Hand Surgeons Review Evidence for Treatment of Triangular Fibrocartilage Complex Tears

In this case report, hand surgeons from the University of Pittsburgh School of Medicine (Department of Orthopedic Surgery) use the patient example of a 49-year-old man with a triangular fibrocartilage complex tear (TFCC) to discuss current concepts of treatment for this condition. The patient had chronic wrist pain for seven months. Conservative (nonoperative) care did not relieve his pain.

Surgery was a consideration but the surgeons had questions whether the surgery would give any better results than the cortisone injections, immobilization, and hand therapy he had already tried. They looked to see what evidence current research had to offer in making this treatment decision. Let’s take a look at the condition and what is known about it and see what they decided to do.

Triangular fibrocartilage complex (TFCC) injuries of the wrist affect the ulnar (little finger) side of the wrist. The triangular fibrocartilage complex (TFCC) suspends the ends of the two bones of the forearm (radius and ulna) over the wrist.
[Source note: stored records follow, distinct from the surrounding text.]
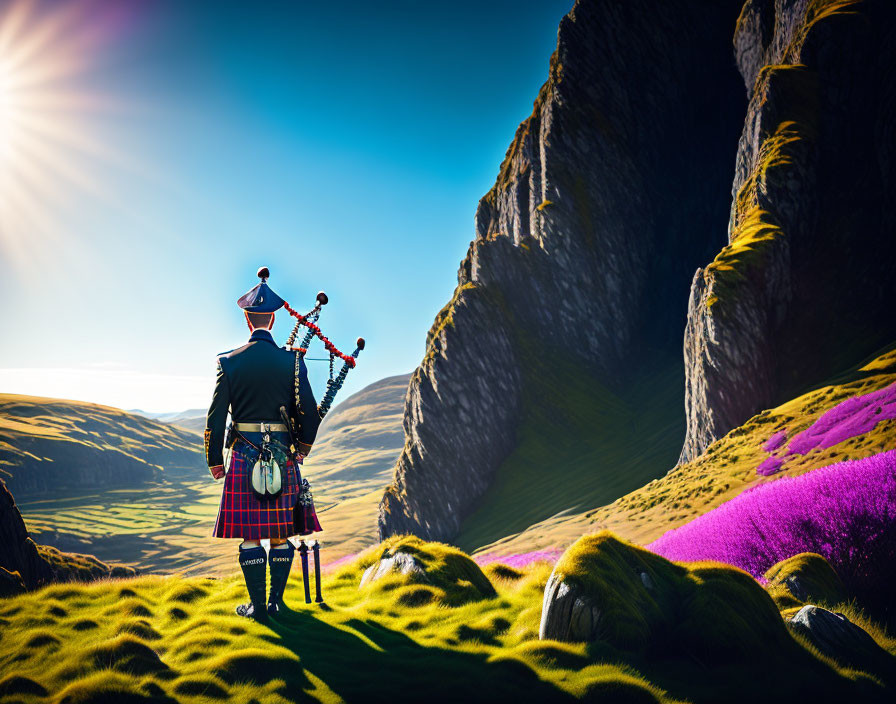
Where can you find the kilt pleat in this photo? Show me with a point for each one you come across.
(243, 515)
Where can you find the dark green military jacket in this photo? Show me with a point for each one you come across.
(253, 382)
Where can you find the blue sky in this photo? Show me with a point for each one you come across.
(345, 147)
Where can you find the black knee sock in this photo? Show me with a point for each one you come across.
(254, 564)
(280, 563)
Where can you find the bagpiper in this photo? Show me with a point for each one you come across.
(275, 419)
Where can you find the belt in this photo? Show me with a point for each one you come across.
(261, 427)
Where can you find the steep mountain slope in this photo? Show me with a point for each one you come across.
(730, 466)
(352, 461)
(805, 286)
(610, 195)
(56, 445)
(552, 380)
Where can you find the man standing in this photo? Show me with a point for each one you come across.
(261, 487)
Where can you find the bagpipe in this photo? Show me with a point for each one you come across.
(305, 521)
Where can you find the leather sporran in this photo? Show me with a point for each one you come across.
(266, 478)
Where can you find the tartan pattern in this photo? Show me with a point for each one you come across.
(243, 515)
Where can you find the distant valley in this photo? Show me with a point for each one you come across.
(52, 446)
(139, 491)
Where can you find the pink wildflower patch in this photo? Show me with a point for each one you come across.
(846, 512)
(518, 561)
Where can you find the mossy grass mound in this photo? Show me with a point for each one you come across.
(367, 645)
(802, 579)
(453, 577)
(644, 602)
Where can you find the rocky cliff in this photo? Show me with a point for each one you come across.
(612, 192)
(806, 284)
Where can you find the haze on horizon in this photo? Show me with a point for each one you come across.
(153, 155)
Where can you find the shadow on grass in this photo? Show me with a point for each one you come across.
(795, 675)
(372, 663)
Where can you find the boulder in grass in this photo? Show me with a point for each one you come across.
(608, 590)
(837, 637)
(399, 563)
(453, 575)
(803, 578)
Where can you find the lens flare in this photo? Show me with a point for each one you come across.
(47, 134)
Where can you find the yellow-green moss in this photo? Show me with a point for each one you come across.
(450, 575)
(815, 575)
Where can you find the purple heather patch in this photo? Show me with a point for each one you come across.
(518, 561)
(854, 416)
(769, 466)
(775, 441)
(846, 512)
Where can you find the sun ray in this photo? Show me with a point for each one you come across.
(50, 128)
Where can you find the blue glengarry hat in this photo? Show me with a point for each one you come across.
(261, 299)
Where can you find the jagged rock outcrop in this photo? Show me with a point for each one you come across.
(584, 248)
(836, 636)
(399, 563)
(805, 286)
(24, 565)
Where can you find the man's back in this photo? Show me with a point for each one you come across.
(253, 382)
(261, 379)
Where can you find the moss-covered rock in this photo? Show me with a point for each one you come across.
(605, 589)
(406, 562)
(803, 578)
(839, 638)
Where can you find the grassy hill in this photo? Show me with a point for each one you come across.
(726, 469)
(352, 462)
(164, 525)
(177, 639)
(49, 446)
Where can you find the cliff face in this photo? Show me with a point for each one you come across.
(611, 193)
(805, 286)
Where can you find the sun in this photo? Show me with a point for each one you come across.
(46, 135)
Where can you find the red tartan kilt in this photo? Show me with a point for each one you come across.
(243, 515)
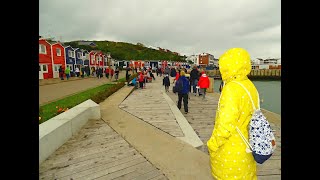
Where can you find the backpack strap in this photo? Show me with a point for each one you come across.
(254, 107)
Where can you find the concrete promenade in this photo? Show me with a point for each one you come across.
(151, 136)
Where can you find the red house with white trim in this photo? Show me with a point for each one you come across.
(58, 58)
(92, 59)
(100, 59)
(45, 59)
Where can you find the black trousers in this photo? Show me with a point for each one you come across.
(185, 101)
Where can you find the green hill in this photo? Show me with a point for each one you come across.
(127, 51)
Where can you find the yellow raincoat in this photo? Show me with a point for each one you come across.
(228, 156)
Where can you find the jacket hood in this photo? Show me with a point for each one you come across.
(234, 64)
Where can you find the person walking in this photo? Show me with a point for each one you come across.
(127, 74)
(116, 73)
(77, 71)
(111, 73)
(194, 77)
(61, 72)
(166, 82)
(107, 72)
(228, 156)
(203, 84)
(183, 94)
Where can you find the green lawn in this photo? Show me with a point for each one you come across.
(97, 94)
(49, 110)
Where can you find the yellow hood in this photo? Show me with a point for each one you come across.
(234, 64)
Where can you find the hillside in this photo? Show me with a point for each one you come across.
(127, 51)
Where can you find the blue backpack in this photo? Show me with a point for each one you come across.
(178, 86)
(262, 141)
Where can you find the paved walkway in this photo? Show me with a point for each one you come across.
(160, 144)
(54, 89)
(97, 152)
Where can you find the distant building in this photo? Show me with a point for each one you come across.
(193, 58)
(205, 59)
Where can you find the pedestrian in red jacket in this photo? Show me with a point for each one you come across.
(203, 83)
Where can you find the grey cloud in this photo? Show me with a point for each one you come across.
(185, 26)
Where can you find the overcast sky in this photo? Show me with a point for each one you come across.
(185, 26)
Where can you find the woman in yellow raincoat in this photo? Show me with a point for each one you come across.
(228, 156)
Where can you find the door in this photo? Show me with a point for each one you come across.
(56, 70)
(40, 72)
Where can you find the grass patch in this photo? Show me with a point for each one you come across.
(97, 94)
(48, 111)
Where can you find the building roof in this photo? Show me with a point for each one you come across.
(87, 43)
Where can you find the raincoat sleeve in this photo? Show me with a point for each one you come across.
(226, 118)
It is triangular in shape and made up of several ligaments and cartilage. The TFCC makes it possible for the wrist to move in six different directions (bending, straightening, twisting, side-to-side). It stabilizes the distal radioulnar joint while improving the range of motion and gliding action within the wrist.
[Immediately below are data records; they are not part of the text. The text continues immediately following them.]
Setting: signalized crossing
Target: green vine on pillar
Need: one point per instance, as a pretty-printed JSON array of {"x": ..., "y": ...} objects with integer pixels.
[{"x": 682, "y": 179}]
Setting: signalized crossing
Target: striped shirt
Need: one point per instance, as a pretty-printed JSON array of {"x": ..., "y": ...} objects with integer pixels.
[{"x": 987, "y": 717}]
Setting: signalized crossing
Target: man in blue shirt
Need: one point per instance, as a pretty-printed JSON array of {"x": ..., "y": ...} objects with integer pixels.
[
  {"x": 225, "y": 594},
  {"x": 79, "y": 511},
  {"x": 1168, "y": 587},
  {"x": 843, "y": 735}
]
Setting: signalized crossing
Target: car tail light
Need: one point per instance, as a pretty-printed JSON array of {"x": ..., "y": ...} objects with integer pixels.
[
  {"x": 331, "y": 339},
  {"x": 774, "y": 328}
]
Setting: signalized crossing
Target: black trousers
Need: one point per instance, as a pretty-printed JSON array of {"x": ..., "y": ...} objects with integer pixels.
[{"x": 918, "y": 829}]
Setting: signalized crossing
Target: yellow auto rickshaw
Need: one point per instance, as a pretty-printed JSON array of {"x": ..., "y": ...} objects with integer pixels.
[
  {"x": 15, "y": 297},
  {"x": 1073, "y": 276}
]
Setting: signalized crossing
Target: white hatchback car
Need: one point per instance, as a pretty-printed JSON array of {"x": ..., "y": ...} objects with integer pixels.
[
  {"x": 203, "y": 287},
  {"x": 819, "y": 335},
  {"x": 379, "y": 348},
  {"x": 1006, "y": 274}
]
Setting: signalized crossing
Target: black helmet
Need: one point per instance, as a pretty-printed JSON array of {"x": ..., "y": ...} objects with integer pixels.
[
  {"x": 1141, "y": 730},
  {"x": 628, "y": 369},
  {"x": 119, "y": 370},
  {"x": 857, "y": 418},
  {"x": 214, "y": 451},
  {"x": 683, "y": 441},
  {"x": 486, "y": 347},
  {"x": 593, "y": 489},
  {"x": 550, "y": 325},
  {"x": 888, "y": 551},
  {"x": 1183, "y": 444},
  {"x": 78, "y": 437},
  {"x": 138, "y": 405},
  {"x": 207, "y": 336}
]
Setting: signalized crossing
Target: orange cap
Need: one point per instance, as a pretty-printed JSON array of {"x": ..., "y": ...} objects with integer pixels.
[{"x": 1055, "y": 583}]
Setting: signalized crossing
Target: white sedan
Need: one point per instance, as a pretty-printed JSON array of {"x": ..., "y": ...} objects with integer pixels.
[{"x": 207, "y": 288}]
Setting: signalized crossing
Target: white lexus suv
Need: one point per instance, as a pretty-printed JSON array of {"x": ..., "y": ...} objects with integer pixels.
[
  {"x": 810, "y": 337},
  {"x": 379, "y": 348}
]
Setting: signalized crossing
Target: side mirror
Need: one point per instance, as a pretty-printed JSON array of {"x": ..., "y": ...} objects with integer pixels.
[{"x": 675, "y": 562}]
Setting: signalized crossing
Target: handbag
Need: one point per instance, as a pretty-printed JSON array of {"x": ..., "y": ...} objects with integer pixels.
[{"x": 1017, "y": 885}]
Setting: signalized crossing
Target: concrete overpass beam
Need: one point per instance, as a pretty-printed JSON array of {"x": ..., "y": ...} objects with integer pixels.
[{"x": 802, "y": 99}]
This is a simple explanation of a very complex injury. Mild injuries of the TFCC may be referred to as a wrist sprain. As the name suggests, the soft tissues of the wrist are complex. They work together to stabilize the very mobile wrist joint.

Disruption of this area through injury or degeneration can cause more than just a wrist sprain. A TFCC injury can be a very disabling wrist condition. For a more detailed description and understanding of this wrist problem, see A Patient Guide to Triangular Fibrocartilage Complex (TFCC) Injuries.
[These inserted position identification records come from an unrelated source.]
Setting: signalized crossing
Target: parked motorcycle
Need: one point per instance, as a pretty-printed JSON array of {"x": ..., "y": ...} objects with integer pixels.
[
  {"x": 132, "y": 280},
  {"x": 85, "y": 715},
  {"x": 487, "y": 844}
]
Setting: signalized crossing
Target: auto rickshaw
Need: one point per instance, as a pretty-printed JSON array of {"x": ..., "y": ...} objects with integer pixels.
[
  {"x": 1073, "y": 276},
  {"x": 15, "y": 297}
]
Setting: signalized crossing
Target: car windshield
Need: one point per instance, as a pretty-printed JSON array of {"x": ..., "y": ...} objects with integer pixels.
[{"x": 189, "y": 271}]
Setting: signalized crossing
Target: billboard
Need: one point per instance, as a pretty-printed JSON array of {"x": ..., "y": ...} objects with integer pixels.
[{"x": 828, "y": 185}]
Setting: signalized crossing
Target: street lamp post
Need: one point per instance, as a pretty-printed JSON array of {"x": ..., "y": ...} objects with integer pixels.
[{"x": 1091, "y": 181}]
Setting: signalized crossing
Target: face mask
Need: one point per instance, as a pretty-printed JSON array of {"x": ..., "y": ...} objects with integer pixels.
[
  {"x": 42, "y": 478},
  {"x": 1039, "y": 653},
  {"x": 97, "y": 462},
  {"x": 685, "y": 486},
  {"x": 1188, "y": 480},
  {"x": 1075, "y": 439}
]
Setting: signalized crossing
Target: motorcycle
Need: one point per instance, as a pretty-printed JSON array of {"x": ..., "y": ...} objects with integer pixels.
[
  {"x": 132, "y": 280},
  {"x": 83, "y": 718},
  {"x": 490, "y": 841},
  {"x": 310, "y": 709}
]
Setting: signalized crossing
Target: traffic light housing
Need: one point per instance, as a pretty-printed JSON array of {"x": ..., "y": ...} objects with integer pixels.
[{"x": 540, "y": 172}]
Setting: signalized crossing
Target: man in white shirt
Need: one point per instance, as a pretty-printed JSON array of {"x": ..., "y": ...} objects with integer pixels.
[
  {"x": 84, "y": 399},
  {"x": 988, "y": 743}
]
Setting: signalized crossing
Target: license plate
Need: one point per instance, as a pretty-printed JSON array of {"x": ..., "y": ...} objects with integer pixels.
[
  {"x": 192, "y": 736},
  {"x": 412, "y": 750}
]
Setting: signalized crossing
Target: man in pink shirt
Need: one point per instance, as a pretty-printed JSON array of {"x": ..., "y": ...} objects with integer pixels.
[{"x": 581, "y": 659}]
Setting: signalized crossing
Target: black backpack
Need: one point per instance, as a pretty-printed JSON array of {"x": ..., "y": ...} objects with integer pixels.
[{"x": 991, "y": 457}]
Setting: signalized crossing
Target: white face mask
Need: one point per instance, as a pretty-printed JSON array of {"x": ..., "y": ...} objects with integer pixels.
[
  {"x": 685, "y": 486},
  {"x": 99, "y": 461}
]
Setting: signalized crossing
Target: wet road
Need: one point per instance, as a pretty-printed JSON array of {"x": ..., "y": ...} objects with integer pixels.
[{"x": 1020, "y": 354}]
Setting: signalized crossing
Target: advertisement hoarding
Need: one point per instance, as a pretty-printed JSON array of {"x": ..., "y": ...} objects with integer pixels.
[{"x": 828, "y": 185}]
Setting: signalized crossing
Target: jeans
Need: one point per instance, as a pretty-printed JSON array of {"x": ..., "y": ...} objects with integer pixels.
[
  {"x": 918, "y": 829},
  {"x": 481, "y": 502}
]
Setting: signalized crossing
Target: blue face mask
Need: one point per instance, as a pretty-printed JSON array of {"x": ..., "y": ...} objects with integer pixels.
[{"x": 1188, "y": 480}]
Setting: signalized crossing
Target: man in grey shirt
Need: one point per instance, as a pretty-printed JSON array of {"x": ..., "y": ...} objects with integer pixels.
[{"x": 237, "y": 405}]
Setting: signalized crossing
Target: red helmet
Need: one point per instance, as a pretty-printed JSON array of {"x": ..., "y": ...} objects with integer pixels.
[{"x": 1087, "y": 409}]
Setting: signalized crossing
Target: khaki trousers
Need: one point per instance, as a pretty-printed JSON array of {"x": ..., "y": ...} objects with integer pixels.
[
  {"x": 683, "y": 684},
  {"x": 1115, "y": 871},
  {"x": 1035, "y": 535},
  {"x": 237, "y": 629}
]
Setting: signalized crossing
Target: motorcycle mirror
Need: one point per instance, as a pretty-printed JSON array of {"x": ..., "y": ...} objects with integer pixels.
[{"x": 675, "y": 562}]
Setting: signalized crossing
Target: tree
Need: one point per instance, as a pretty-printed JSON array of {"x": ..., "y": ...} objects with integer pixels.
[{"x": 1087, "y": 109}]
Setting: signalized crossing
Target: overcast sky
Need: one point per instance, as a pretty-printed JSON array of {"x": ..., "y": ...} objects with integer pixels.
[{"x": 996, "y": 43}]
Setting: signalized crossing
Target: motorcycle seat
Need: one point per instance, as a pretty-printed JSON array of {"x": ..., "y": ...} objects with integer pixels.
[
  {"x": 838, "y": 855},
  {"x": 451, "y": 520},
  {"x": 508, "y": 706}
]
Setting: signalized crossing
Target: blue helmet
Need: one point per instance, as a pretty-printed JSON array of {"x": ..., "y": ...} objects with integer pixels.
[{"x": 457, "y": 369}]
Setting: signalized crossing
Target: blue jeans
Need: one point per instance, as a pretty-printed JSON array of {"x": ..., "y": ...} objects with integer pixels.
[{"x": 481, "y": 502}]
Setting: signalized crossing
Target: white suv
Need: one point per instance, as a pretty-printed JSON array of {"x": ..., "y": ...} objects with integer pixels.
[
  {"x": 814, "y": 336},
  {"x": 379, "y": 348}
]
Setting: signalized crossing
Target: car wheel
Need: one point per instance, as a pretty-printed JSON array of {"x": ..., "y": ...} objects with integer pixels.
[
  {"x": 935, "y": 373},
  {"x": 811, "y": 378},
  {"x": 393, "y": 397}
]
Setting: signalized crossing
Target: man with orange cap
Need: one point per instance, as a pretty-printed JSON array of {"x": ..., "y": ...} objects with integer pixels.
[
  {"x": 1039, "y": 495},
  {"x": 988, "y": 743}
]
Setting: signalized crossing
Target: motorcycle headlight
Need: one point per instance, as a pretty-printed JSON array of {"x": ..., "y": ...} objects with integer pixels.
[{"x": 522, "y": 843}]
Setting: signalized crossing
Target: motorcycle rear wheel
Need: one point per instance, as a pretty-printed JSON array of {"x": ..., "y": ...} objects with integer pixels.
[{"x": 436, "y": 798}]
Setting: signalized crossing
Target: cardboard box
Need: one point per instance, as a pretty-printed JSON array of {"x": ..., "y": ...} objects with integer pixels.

TFCC injuries can be difficult to accurately diagnose. X-rays may show a difference in length between the two forearm bones (called variance). When one of these two bones is longer (or shorter) than the other, it is considered a risk factor for wrist pain and disruption of the triangular fibrocartilage complex. The surgeon may also be able to see something called the sag sign on X-rays. One of the carpal bones has shifted in position (sagged); this is an indication of instability.

In addition to X-rays, imaging with magnetic resonance arthrography (MRA) may be needed. A special dye is injected into the joint to show areas of damage and especially disruption of the joint. The most accurate way to diagnose TFCC is with arthroscopic examination.

Even with a complete diagnosis, treatment decisions aren’t easy. Each case of TFCC injury must be examined one-by-one. The exact location of the injury and extent of damage are important factors. Whether the injury is the result of trauma or degeneration will also be taken into consideration. The presence of other associated injuries (e.g., torn ligaments, bone fractures) can influence both the treatment and results.

Taking a close look at the current evidence available was a challenge. Most of the studies are based on small series of case studies. Large studies comparing different treatment approaches for similar TFCC injuries just aren’t available. That leaves surgeons lacking the evidence they need to guide treatment.

The authors of this case report suggest the need for studies to compare nonoperative care with sham treatment and operative treatment. They also point out the fact that different operative approaches must be compared (e.g., debridement, use of open incision versus minimally invasive technique). Other factors that might affect outcomes (e.g., age, cause: traumatic or degenerative) must also be investigated.

What did they decide in the end to do for this patient? The patient had not responded to conservative care but the wrist was stable and the surgeon felt there was potential for healing. With no known trauma, it seemed best to try another round of immobilization for four to six weeks. If there’s no improvement at the end of that time, further evaluation (probably with diagnostic arthroscopy) was planned. Any further treatment decisions would have to wait pending the results of these first two steps.